The service is thin by design — it delegates to the repository and provides a clean API for the controller to use. As the application grows, the service layer is where business logic (beyond simple CRUD) will live.

---

## Summary

This chapter covered the tools and techniques for connecting a Spring Boot application to a relational database.

**ORM and JPA** bridge the gap between Java objects and database tables. Hibernate is the JPA implementation that Spring Boot uses by default, and Spring Data JPA provides a higher-level abstraction that eliminates most boilerplate data access code.

**Entities** are Java classes annotated with `@Entity`, `@Id`, `@GeneratedValue`, and `@Column` that map to database tables. Each entity instance corresponds to a row.

**Relationships** between entities are expressed with `@ManyToOne` / `@OneToMany`, `@ManyToMany`, and `@OneToOne`. The owning side of the relationship holds the `@JoinColumn`, and `mappedBy` on the inverse side prevents duplicate foreign keys.

**Repositories** extend `JpaRepository` and provide CRUD operations, pagination, and sorting without any implementation code. **Derived query methods** generate queries from method names, and `@Query` allows you to write custom JPQL or native SQL.
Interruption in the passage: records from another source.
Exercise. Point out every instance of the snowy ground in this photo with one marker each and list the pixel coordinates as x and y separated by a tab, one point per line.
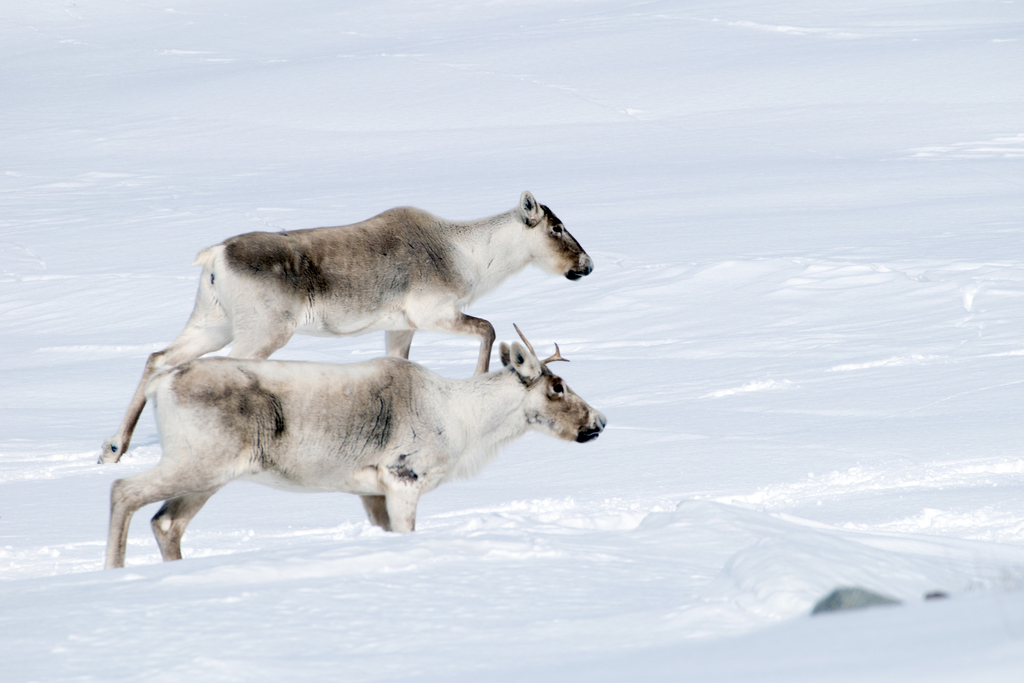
805	326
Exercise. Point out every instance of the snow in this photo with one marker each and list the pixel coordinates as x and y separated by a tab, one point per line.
804	326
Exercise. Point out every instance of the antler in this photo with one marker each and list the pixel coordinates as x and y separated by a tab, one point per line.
556	356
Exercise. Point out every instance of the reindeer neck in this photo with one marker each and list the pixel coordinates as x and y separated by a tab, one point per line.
493	250
489	415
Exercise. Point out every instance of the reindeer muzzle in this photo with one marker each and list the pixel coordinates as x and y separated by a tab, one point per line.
584	267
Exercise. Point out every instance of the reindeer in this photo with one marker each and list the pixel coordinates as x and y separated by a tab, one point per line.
399	271
388	430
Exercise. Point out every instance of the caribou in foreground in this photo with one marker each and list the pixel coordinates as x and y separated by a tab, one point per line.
399	271
388	430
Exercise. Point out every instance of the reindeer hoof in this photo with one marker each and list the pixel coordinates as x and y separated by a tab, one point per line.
112	451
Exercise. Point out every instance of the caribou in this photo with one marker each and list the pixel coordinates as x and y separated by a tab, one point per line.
399	271
388	430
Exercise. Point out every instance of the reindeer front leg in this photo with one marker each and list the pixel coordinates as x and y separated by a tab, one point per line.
401	495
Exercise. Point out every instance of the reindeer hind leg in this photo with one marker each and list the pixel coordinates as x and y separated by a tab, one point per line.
170	522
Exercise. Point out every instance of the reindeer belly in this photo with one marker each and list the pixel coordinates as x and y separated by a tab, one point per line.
363	481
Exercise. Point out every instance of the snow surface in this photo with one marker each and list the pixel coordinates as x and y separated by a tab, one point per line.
805	327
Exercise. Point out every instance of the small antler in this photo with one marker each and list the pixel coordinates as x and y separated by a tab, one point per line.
523	338
556	356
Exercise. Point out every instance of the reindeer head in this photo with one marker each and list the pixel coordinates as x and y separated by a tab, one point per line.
554	249
551	406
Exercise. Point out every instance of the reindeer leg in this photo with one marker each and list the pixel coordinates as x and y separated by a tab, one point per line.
169	524
377	511
194	341
462	324
401	494
127	496
397	342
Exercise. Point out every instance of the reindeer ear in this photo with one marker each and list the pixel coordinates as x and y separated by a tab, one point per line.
529	210
522	361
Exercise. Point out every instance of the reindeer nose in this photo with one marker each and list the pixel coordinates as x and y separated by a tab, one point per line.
591	431
584	267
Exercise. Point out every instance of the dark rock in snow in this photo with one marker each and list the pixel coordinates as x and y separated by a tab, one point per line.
851	598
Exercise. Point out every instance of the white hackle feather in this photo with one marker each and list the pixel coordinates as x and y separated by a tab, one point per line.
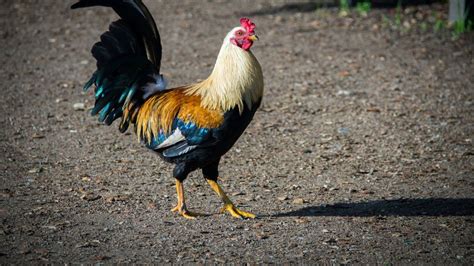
236	79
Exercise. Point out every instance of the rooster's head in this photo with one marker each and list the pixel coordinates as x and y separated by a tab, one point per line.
243	36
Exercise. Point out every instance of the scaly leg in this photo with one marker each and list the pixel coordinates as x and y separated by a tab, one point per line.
181	206
228	205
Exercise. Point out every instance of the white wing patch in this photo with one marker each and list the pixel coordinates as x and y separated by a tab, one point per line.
173	139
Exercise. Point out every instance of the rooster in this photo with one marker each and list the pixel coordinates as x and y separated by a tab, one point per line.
191	126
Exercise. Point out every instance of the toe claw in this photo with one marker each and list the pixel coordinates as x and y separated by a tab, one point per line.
236	212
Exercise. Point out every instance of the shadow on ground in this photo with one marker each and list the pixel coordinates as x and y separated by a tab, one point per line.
399	207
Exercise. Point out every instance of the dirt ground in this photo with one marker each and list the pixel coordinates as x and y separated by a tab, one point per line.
362	151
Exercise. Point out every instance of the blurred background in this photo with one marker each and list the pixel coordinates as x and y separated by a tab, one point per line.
360	153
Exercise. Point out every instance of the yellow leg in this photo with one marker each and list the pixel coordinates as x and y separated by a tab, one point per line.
181	206
228	205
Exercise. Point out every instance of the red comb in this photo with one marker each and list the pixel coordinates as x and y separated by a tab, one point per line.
248	25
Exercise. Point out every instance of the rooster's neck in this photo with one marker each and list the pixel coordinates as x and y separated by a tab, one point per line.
236	80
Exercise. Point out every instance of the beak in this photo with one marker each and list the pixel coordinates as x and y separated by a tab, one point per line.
253	38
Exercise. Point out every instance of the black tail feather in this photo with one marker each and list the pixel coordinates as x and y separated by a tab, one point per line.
123	66
137	16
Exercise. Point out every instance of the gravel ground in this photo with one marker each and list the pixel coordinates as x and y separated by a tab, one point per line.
361	153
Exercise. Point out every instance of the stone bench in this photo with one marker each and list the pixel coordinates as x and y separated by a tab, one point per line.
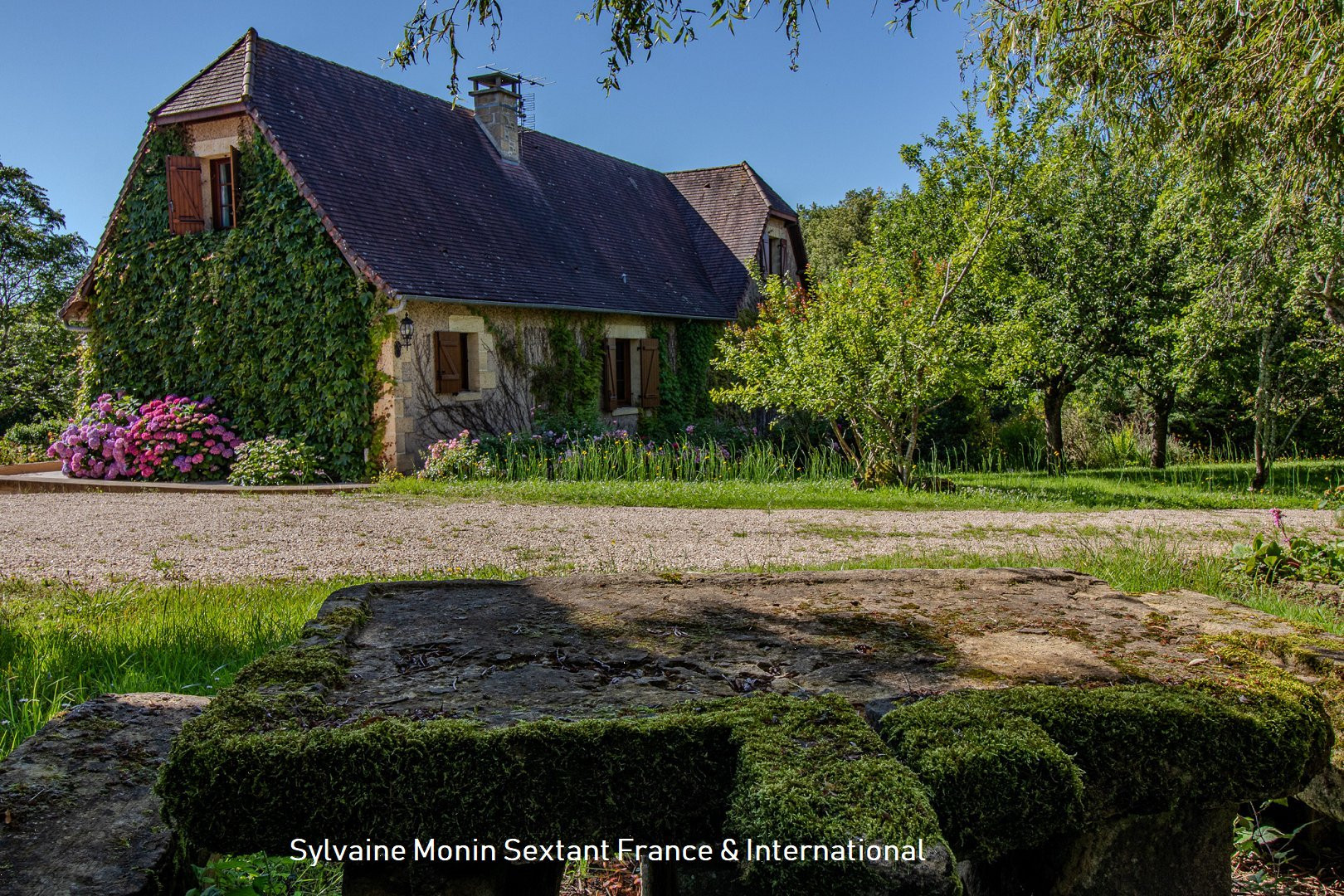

**Pagination and sorting** are handled through `Pageable`, `PageRequest`, and `Page<T>`, allowing you to load data one page at a time and present navigation controls in your templates.

**`@Transactional`** groups multiple database operations into an atomic unit — either all succeed or all are rolled back. Place it on service methods to ensure data consistency.

**Database configuration** uses `application.properties` to switch between H2 for development and PostgreSQL or MySQL for production. The `ddl-auto` property controls how Hibernate manages the schema.

**Form objects (DTOs)** should be separated from entities as your application grows. A dedicated form class handles validation and user input, while the entity remains a pure database mapping. Map between them in the controller or service.

**Custom exceptions** like `BookNotFoundException` make "entity not found" errors explicit. Throw them from the service layer with `orElseThrow()`, and handle them with the `@ControllerAdvice` mechanism from Chapter 3.

**Binary data** such as images can be stored as `byte[]` fields on entities and served through a dedicated controller with the correct `Content-Type` header. For large files or high-traffic applications, prefer external storage with only the file path in the database.

**Database initialization** with `data.sql` seeds development databases with simple test data. For more complex scenarios, **`CommandLineRunner`** provides programmatic initialization with full access to your repositories and entity model. When working with relationships during initialization, always fetch existing entities from the repository rather than creating new Java objects — otherwise, JPA will throw a "detached entity passed to persist" error. **Schema migration** tools like Flyway and Liquibase provide version-controlled, repeatable migrations for production environments.

---

## Resources

- [Spring Data JPA Documentation](https://docs.spring.io/spring-data/jpa/docs/current/reference/html/)
- [Jakarta Persistence (JPA) Specification](https://jakarta.ee/specifications/persistence/)
- [Hibernate ORM Documentation](https://hibernate.org/orm/documentation/)
- [Baeldung: Spring Data JPA](https://www.baeldung.com/the-persistence-layer-with-spring-data-jpa)
- [H2 Database](https://www.h2database.com/)
- [Flyway Documentation](https://documentation.red-gate.com/fd)
- [Liquibase Documentation](https://docs.liquibase.com/)

---

## Lab Assignment: Build a Database-Backed Web Application

Extend your interactive web application from Chapter 3 with persistent data storage.

**Requirements:**

1. **Define JPA entities** with proper annotations (`@Entity`, `@Id`, `@GeneratedValue`, `@Column`). Use **separate form/DTO classes** for form binding and validation, keeping your entities focused on database mapping.

2. **Map at least one relationship** between entities (e.g., `@ManyToOne` / `@OneToMany` between blog posts and a category or author entity).

3. **Create repository interfaces** extending `JpaRepository` and add at least two derived query methods or `@Query` methods — for example, a search method and a method that filters by category.

4. **Implement pagination** for listing pages — display a configurable number of items per page with Previous/Next navigation controls rendered in FreeMarker.

5. **Use H2 database** for development with the H2 console enabled, and pre-populate data using `data.sql` or a `CommandLineRunner`.

6. **Add `@Transactional`** where appropriate — for example, on service methods that modify multiple entities in a single operation.

7. **Handle errors gracefully** — create a custom exception for "entity not found" scenarios and a `@ControllerAdvice` that renders user-friendly error pages.